REPUBLIKA.CO.ID, JAKARTA -- Pada 2016 lalu, berita tentang bedak Johnson & Johnson heboh setelah warga AS Jackie Fox meninggal karena kanker ovarium akibat memakai bedak tabur tersebut bertahun-tahun. Selain kasus Fox, 1.200 kasus serupa juga siap disidangkan kala itu.
Namun ternyata kaitan bedak dengan kanker ovarium masih diperdebatkan oleh para ahli. Baru-baru ini, sebuah penelitian besar yang dipimpin pemerintah AS menyatakan bahwa mereka tidak menemukan hubungan antara kanker ovarium dan penggunaan bedak di daerah genital. Makalah ini muncul dalam Journal of American Medical Association (JAMA) dengan melibatkan lebih dari 250.000 wanita.
Makalah JAMA baru, yang dipimpin oleh Katie O'Brien dari Institut Nasional Ilmu Kesehatan Lingkungan, para peneliti mensintesis data dari empat studi besar, yang mencakup data dari seperempat juta wanita dari tahun 1982 hingga 2017.
Studi ini mensurvei peserta setiap atau dua tahun pada beragam pertanyaan terkait kesehatan, termasuk penggunaan bedak. Harapannya dengan meningkatkan jumlah peserta, akan mungkin untuk membedakan efek yang lemah dengan validitas statistik, yang tidak akan terdeteksi pada populasi yang lebih kecil.
Di antara 252.745 perempuan yang diikuti selama rata-rata 11,2 tahun, hanya 2.168 peserta yang mengalami kanker ovarium. Namun, peneliti tidak menemukan hubungan yang signifikan secara statistik ketika membandingkan peserta yang menggunakan bedak tabur dan mereka yang tidak pernah menggunakannya. Juga tidak ada hubungan signifikan yang ditemukan ketika membandingkan frekuensi atau lama penggunaan.
Tetapi meskipun penelitian ini adalah studi terbesar dari jenisnya dengan waktu tindak lanjut terpanjang, penulis mengatakan ada beberapa keterbatasan. Ini termasuk bahwa dua dari empat set data melewatkan informasi tentang frekuensi dan durasi penggunaan.

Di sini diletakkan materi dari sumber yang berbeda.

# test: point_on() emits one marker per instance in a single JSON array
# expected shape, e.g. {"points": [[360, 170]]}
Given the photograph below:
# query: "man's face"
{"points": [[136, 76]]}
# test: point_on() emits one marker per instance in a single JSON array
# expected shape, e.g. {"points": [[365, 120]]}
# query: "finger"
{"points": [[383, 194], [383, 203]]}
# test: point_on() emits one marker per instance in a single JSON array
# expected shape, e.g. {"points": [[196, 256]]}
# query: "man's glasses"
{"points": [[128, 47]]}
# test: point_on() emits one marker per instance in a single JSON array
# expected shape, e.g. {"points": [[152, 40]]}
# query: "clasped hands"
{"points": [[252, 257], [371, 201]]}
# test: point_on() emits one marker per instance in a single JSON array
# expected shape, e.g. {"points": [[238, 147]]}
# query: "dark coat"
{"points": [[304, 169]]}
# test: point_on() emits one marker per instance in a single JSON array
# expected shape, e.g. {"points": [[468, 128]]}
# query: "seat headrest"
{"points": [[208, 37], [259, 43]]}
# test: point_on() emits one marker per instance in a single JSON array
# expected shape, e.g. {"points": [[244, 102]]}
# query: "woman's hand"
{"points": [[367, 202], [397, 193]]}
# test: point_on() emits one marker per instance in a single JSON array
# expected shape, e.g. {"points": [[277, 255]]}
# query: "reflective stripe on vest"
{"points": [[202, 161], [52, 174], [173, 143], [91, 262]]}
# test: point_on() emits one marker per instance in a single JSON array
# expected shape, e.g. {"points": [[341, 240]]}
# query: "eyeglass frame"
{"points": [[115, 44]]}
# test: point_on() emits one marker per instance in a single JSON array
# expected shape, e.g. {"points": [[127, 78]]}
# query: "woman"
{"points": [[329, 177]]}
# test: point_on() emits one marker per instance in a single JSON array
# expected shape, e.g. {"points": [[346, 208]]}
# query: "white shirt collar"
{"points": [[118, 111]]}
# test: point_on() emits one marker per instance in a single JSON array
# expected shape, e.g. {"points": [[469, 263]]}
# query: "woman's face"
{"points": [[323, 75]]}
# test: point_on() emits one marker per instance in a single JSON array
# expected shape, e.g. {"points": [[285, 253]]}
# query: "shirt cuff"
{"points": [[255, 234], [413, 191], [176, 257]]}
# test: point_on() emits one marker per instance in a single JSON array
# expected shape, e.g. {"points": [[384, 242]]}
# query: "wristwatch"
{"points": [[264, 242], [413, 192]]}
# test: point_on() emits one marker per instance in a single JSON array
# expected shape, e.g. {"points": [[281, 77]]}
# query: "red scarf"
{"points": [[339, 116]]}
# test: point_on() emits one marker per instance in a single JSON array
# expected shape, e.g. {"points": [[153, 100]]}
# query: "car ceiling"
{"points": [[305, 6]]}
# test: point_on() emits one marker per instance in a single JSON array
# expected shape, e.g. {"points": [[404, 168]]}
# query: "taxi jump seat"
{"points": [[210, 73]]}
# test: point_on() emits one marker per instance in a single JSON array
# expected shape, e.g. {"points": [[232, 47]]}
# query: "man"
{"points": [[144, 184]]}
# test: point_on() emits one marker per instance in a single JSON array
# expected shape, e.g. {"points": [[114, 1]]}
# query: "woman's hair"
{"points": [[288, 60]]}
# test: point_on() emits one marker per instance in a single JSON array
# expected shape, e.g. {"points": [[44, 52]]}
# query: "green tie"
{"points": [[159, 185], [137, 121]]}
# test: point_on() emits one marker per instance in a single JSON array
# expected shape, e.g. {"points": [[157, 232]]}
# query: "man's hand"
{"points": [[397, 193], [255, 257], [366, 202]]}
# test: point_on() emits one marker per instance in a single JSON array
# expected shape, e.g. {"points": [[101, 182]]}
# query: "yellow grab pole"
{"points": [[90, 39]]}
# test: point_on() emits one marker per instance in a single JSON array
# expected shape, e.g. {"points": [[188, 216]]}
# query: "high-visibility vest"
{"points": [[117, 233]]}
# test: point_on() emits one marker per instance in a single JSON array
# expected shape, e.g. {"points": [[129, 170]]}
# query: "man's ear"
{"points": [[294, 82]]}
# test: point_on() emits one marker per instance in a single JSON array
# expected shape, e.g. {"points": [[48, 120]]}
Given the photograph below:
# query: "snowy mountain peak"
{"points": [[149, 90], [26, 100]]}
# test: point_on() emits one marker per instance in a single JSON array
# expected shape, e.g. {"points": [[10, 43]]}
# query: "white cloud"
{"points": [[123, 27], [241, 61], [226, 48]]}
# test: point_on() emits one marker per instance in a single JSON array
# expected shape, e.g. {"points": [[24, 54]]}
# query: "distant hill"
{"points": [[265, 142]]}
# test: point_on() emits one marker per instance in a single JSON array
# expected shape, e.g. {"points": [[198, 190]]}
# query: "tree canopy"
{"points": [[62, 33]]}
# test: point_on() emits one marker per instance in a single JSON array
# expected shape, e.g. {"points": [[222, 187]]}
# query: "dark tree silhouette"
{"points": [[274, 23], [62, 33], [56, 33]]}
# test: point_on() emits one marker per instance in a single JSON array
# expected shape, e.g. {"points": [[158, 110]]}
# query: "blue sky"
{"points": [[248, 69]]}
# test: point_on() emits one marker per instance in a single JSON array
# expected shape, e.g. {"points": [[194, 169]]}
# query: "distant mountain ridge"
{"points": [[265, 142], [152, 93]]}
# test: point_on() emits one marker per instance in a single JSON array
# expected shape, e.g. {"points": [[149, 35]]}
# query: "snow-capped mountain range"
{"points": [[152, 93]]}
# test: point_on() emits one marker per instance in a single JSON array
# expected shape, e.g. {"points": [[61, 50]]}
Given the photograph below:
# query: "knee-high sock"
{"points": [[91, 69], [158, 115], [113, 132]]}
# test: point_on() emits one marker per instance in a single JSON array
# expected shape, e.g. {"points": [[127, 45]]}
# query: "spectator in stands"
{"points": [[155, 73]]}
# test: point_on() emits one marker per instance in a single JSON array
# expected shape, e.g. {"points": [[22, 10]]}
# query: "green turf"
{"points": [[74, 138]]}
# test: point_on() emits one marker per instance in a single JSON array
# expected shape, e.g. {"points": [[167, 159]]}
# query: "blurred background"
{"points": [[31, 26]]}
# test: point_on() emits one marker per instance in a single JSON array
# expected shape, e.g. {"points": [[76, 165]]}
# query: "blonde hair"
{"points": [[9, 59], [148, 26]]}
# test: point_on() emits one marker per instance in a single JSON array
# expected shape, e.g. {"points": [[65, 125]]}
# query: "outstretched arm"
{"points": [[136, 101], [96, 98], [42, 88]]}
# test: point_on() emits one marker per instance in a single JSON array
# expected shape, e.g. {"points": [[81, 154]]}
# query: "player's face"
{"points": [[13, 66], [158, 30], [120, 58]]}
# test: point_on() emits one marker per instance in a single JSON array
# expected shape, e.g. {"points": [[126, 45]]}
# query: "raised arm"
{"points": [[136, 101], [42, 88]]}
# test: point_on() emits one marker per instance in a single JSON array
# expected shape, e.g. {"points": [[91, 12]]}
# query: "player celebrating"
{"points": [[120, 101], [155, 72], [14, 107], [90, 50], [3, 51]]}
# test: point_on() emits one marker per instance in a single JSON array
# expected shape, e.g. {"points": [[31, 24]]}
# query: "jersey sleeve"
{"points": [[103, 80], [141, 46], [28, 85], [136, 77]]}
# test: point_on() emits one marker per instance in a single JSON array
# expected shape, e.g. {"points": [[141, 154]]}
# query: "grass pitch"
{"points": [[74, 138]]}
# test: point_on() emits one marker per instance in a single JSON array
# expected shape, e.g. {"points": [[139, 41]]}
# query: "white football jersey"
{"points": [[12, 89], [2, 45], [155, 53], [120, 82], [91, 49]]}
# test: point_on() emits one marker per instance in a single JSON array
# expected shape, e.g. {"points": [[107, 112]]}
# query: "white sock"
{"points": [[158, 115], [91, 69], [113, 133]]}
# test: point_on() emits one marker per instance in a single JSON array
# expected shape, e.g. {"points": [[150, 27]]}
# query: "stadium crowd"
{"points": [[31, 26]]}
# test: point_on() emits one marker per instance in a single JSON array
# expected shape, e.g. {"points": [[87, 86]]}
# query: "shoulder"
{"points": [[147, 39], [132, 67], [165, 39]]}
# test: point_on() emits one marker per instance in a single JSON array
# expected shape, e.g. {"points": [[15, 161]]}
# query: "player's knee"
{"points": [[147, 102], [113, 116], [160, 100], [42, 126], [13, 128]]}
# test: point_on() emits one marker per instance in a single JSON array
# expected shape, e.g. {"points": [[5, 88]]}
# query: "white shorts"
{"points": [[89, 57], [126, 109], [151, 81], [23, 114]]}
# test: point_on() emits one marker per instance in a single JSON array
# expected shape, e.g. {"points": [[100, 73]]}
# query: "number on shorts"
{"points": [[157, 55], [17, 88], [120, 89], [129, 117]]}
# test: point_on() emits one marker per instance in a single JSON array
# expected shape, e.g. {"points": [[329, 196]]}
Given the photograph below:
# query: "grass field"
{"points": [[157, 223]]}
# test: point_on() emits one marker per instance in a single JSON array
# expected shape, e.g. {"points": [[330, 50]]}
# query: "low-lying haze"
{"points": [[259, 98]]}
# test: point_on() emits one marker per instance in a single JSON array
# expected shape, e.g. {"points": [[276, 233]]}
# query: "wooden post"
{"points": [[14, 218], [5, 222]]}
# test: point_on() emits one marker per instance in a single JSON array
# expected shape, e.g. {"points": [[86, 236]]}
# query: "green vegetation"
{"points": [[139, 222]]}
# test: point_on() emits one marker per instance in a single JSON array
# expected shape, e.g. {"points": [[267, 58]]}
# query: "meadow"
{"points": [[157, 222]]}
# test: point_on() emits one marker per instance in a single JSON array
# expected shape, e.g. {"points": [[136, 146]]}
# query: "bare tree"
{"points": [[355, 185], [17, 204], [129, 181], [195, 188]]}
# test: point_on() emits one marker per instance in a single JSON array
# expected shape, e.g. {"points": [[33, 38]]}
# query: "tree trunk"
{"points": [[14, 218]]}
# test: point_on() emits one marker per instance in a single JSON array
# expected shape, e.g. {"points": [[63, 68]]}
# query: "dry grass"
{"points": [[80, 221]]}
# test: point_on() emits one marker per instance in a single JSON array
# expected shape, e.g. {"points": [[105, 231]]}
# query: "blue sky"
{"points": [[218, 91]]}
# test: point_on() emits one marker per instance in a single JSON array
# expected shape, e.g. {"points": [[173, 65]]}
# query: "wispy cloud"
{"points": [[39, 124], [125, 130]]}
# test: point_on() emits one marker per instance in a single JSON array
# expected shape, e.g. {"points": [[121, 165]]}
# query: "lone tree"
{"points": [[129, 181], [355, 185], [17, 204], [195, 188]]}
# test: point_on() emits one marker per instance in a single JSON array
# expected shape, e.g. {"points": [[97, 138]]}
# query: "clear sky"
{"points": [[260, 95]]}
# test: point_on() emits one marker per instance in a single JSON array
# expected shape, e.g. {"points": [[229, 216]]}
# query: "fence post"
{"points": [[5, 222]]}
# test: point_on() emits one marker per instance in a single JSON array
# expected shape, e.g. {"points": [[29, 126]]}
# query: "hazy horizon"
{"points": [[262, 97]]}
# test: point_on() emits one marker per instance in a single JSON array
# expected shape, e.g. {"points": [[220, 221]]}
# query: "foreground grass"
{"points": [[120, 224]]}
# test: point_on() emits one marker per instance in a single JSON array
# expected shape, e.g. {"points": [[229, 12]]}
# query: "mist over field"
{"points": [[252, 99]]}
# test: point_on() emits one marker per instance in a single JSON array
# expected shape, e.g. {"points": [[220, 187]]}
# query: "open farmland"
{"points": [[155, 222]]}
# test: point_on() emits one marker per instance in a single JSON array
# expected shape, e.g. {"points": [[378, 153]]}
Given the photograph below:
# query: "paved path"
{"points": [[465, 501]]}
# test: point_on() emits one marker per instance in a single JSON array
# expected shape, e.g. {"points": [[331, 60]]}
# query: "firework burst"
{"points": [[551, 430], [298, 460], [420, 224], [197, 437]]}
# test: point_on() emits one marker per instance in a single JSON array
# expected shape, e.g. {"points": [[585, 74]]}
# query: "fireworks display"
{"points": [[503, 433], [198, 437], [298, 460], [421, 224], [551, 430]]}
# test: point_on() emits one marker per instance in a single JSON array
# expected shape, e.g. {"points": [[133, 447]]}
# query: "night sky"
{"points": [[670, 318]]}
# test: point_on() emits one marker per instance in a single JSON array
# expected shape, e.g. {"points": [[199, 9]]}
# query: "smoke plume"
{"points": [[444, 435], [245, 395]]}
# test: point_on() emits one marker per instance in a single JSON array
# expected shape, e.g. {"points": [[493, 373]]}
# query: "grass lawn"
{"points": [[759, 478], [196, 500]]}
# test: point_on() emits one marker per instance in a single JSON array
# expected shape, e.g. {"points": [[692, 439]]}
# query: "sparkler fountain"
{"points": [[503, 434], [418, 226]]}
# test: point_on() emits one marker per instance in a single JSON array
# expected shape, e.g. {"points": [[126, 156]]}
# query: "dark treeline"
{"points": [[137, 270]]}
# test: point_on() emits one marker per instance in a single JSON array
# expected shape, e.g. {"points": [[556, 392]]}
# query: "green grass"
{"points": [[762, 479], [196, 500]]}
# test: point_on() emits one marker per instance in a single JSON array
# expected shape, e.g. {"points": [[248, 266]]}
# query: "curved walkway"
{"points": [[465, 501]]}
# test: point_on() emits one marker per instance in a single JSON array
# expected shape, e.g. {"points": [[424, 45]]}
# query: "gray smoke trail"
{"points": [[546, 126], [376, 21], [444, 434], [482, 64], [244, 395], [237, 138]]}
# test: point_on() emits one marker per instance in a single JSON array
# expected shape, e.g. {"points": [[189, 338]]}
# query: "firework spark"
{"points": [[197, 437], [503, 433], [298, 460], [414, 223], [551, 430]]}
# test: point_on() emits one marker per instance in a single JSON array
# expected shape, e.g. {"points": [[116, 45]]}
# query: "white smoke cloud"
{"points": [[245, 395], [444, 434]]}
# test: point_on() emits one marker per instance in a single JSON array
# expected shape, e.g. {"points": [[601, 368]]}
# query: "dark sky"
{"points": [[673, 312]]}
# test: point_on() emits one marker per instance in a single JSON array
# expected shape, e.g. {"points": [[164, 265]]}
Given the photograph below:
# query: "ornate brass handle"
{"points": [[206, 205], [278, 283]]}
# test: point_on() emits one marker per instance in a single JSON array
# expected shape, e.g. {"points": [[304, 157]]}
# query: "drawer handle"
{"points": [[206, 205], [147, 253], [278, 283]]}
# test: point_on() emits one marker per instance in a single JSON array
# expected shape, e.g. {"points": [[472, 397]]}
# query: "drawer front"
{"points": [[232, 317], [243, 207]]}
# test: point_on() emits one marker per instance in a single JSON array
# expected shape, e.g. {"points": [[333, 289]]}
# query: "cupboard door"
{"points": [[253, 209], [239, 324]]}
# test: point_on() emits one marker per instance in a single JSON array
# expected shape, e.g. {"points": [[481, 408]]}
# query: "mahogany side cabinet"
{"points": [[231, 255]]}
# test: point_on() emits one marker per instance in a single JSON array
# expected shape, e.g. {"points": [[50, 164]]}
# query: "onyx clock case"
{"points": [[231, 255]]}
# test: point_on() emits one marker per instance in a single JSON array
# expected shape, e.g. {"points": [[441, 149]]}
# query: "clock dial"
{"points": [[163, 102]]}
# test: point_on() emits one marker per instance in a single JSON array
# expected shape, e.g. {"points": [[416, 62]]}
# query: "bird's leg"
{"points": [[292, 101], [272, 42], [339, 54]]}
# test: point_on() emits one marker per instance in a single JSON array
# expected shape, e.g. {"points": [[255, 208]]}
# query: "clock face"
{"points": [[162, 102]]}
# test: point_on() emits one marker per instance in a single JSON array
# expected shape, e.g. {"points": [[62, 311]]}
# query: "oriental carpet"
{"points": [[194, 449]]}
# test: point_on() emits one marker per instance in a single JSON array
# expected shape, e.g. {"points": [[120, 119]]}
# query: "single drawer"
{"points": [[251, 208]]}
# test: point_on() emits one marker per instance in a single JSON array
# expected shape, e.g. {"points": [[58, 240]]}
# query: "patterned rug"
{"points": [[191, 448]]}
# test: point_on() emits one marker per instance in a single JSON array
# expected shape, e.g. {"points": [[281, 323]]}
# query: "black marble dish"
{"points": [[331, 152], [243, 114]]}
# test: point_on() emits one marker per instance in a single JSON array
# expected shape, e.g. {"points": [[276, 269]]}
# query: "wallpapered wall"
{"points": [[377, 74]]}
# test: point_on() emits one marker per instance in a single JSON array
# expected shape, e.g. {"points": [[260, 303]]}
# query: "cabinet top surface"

Lalu ada juga keterbatasan inheren yang terkait dengan apa yang disebut studi observasi populasi pada umumnya yang bertentangan dengan uji klinis terkontrol untuk obat-obatan,termasuk kegagalan untuk memperhitungkan semua faktor eksternal yang mungkin.
Kevin McConway, seorang profesor emeritus statistik terapan di Universitas Terbuka Inggris menyebutnya bahwa studi ini cukup baik, kompeten, dan hati-hati. "Tetapi studi ini tidak dapat secara pasti mengesampingkan hubungan antara bedak dan kanker sepenuhnya," kata McConway dilansir Malay Mail, Kamis (9/1).
Dia menyimpulkan bahwa apa yang ditetapkan oleh penelitian adalah bahwa risiko terjadinya kanker ovarium memang ada, namun dengan kemungkinan sangat kecil.
"Saya bukan seorang wanita, jadi tidak ada masalah tentang kesehatan saya sendiri dalam hal ini. Tetapi jika saya seorang wanita, ini tidak akan menjadi prioritas utama dalam daftar kekhawatiran saya," ucap McConway.